Having finally found some time to listen to recent premières, i’ve been struck by several of the large-scale new works heard at last month’s Tectonics Festival in Glasgow. More than a few of them seemed at odds with what i was expecting to hear, and in the case of Cassandra Miller‘s remarkable Duet for cello and orchestra, the piece seemed to be actively pushing one away, only then to perform a complete volte face without, seemingly, doing anything at all.

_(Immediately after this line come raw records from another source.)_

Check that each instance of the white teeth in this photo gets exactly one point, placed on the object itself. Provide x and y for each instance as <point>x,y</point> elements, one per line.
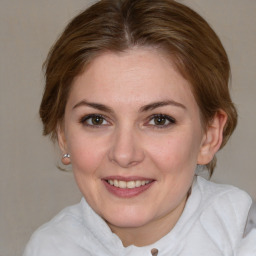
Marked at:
<point>128,184</point>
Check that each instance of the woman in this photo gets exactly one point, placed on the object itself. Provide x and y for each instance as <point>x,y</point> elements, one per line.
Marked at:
<point>137,97</point>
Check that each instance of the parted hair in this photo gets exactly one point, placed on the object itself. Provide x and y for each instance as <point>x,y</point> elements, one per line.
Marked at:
<point>118,25</point>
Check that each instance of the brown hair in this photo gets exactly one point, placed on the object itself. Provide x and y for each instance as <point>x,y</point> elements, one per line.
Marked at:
<point>116,25</point>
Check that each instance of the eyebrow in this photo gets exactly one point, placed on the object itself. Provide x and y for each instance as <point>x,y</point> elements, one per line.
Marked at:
<point>158,104</point>
<point>145,108</point>
<point>93,105</point>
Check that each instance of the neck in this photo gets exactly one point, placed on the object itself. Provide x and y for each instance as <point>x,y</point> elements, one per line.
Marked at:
<point>150,232</point>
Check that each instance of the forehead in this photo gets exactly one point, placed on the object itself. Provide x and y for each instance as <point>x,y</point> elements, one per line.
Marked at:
<point>136,75</point>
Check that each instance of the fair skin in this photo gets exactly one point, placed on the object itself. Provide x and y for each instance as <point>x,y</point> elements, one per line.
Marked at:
<point>132,120</point>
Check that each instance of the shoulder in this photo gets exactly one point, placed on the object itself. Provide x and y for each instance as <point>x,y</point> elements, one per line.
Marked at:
<point>59,235</point>
<point>224,210</point>
<point>221,195</point>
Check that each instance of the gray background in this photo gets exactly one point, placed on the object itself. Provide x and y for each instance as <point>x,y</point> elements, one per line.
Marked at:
<point>32,189</point>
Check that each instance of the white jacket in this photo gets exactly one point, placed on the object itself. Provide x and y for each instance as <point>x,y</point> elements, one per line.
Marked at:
<point>212,224</point>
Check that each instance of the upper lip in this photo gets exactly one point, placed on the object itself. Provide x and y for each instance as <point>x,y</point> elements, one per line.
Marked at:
<point>130,178</point>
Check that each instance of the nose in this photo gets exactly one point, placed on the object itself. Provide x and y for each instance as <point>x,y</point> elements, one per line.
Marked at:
<point>126,150</point>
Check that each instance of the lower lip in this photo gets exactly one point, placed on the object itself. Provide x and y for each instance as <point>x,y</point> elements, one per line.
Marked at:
<point>127,192</point>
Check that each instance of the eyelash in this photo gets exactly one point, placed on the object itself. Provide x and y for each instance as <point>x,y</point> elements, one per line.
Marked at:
<point>84,120</point>
<point>170,119</point>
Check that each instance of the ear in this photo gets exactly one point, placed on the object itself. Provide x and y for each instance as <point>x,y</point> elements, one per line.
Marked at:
<point>63,144</point>
<point>212,138</point>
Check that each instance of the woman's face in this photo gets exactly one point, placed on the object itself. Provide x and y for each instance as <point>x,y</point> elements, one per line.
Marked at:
<point>133,130</point>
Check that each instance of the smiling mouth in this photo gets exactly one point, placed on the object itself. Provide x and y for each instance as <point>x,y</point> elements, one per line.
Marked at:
<point>128,184</point>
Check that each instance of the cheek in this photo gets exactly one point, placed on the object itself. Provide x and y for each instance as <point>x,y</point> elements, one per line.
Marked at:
<point>176,153</point>
<point>86,153</point>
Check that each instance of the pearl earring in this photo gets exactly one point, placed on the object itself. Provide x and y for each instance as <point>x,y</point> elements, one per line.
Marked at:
<point>66,159</point>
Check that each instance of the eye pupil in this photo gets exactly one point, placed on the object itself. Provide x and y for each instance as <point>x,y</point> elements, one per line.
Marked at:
<point>159,120</point>
<point>97,120</point>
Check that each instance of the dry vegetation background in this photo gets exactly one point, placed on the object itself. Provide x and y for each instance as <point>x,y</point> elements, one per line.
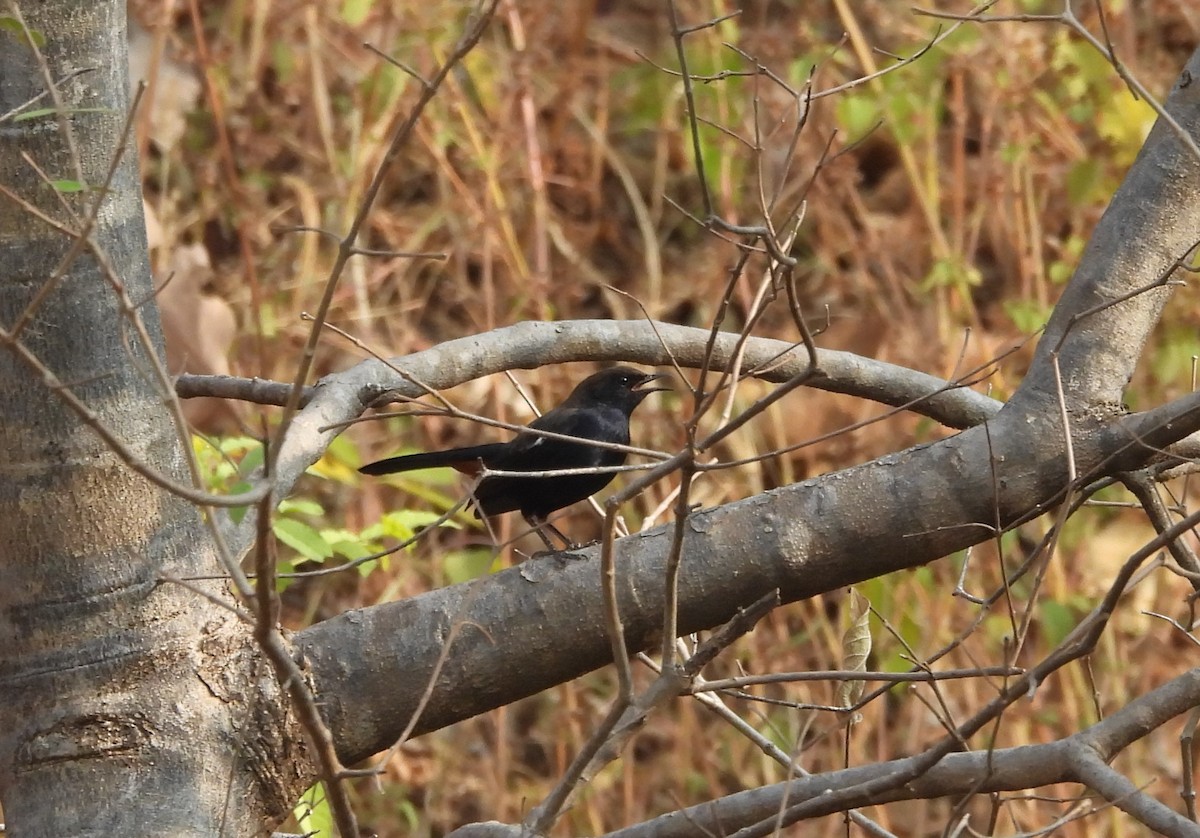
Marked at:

It establishes a pattern very quickly: the solo cello presents a slow and rather stately procession of alternating pitches, G… D… G… D… G… and so on; the orchestra, with the brass at the forefront, is concerned with completely contrasting fanfare-like material, boisterous and ebullient. This continues, repeats, becomes familiar, becomes routine, and the back-and-forth pushes with increasing force against one’s desire for change. Yet, listen closely and things are not the same: the brass outbursts find both their sharpness tempered and their oblique harmonic connection to the cello bridged by the strings, these fanfares frequently ending with extended chords that are broadly consonant with the cello. And as for the soloist, its 2-note progression has subtly evolved into a pair of descending fifths, G… C…, D… G…. The orchestral sections feel yanked in two directions with regard to the cello, pulling away and pushing towards simultaneously, becoming in the process both more fraught and more relaxed, resulting in a wonderfully bizarre mélange rather like a movie soundtrack being mashed up. On one occasion (around 10 minutes in), the orchestra becomes briefly transfixed at the end of one of these passages, its chord locked, and something new happens, regular rhythmic surges occurring within its texture. It seems that, despite their David & Goliath proportions, the soloist is gradually exerting its force on the orchestra, perhaps as the product of dogged, unchanging resilience in the face of an undeniably greater power. In a protracted, rather magical, period of repose, the orchestra softly resonates the cello’s pitches in its deepest registers, before unleashing its most lengthy outburst so far, coalescing into an even more lengthy sequence of rolling surges, the impulse from the cello turned into large, undulating waves. They slowly thin, revealing an inner core of strings in close harmony with the soloist, ebbing into a warm consonance of fifths. Having finally united, Miller then twists things in an unexpected ending, a couple of orchestra strings perpetuating the fifths while the cello launches into a somewhat folk-like cadenza of harmonics, in almost every way remote and detached.
Cassandra Miller’s Duet for cello and orchestra is odd, beautiful, challenging in some ways but ultimately deeply engrossing. While she hasn’t called it a concerto, the work’s overwhelming emphasis on the relationship between soloist and orchestra goes to the heart of what so many composers have explored in concertos; naming it a ‘duet’ is an interesting choice, one which in its own way gives one pause concerning the nature of the instrumental connections and influences. All highly fascinating. The world première was given by cellist Charles Curtis with the BBC Scottish Symphony Orchestra, conducted by Tectonics’ founder and grand vizier, Ilan Volkov.